Oct. 6 (Bloomberg) -- A research reactor operated by the Japan Atomic Energy Agency was shaken beyond its design limits during the earthquake that struck in March and another of the agency’s nuclear facilities was likely damaged in the disaster.
The Japan Research Reactor No. 3 in Tokai village, 115 kilometers (71 miles) northeast of Tokyo, was shaken as much as 5.7 times more than its design allowed, the Ministry of Education, Culture, Sports, Science and Technology said in a statement.

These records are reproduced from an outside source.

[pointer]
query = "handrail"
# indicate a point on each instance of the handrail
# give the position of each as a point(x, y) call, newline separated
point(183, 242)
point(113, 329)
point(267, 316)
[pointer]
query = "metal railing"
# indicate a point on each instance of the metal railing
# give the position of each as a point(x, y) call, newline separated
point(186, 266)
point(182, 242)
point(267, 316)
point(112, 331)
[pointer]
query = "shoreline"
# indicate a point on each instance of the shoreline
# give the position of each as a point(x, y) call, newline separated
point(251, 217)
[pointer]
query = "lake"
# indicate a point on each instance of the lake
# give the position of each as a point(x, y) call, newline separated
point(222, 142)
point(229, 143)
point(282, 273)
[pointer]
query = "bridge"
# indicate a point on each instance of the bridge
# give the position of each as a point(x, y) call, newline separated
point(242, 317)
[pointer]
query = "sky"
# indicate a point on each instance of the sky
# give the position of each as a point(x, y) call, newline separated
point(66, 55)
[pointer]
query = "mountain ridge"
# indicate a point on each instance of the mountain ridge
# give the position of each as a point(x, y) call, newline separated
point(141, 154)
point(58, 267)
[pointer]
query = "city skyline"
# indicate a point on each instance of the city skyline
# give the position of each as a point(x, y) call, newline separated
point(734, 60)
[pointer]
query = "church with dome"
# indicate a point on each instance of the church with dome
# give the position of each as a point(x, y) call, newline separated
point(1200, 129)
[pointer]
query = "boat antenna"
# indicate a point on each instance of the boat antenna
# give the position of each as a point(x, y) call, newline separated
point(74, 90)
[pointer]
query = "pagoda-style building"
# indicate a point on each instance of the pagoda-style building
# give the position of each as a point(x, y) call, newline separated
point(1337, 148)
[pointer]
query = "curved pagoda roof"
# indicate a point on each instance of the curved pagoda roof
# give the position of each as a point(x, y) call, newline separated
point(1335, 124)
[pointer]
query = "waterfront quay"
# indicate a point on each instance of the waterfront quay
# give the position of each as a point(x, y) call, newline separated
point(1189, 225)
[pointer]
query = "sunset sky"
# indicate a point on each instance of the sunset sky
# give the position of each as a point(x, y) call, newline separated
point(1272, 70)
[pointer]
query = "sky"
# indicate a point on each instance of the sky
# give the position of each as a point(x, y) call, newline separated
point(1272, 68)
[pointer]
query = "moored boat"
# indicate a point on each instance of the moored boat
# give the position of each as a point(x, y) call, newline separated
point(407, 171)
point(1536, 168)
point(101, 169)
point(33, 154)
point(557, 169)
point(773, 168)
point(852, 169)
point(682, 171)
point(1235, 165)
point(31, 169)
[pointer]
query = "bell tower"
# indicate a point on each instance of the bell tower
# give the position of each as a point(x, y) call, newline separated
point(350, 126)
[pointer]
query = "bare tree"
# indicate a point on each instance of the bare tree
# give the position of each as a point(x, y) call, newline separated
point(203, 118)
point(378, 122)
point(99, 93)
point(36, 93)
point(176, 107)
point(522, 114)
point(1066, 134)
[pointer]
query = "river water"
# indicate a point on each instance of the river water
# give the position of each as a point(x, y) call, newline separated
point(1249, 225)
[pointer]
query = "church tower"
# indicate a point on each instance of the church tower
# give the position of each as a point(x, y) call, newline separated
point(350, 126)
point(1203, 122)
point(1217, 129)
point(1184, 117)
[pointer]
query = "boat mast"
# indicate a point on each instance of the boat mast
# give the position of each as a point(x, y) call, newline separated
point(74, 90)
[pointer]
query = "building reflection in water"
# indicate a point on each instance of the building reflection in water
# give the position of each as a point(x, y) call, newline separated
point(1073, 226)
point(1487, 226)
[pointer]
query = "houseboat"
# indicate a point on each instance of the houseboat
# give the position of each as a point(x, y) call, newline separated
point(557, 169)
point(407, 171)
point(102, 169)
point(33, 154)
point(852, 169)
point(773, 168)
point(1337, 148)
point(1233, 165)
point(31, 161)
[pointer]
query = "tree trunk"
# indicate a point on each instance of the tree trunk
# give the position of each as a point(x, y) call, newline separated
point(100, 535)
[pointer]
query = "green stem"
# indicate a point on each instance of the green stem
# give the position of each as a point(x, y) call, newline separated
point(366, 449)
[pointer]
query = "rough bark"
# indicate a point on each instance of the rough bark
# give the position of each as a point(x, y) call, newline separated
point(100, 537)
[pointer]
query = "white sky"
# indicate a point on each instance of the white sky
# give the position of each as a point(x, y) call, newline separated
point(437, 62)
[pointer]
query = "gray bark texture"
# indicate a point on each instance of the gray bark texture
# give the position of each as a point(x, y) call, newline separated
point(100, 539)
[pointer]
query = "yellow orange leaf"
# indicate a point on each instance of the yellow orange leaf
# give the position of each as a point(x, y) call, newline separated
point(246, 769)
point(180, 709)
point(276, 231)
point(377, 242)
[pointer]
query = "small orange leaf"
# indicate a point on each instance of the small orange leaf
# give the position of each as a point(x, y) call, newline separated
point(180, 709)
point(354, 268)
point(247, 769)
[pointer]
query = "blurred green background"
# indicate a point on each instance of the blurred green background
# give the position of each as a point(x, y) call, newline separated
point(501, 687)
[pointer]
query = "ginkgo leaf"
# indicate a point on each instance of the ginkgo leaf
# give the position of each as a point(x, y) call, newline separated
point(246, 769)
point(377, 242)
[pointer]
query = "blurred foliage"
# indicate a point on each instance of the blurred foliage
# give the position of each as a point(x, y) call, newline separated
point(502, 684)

Parts of the roof of the experimental Japan Materials Testing Reactor building in the agency’s research center in Oarari, 60 kilometers from Tokyo, was damaged, possibly by the quake, the ministry said. No radiation leaks were found at either site, according to the ministry.
The magnitude-9 quake and subsequent tsunami on March 11 knocked out power and cooling at Tokyo Electric Power Co.’s Fukushima Dai-Ichi plant, causing the worst nuclear accident since Chernobyl 25 years ago.
Neither of the Japan Atomic reactors were running when the quake hit, said Kunimi Yoshida, an official involved in nuclear power regulation at the science ministry.
Tokai village was the site of an accident in 1999 at a nuclear plant operated by Sumitomo Metal Mining Co.’s unit JCO Co. Two workers were killed by radiation after pouring uranium from a bucket into a processing tank, leading to a chain reaction.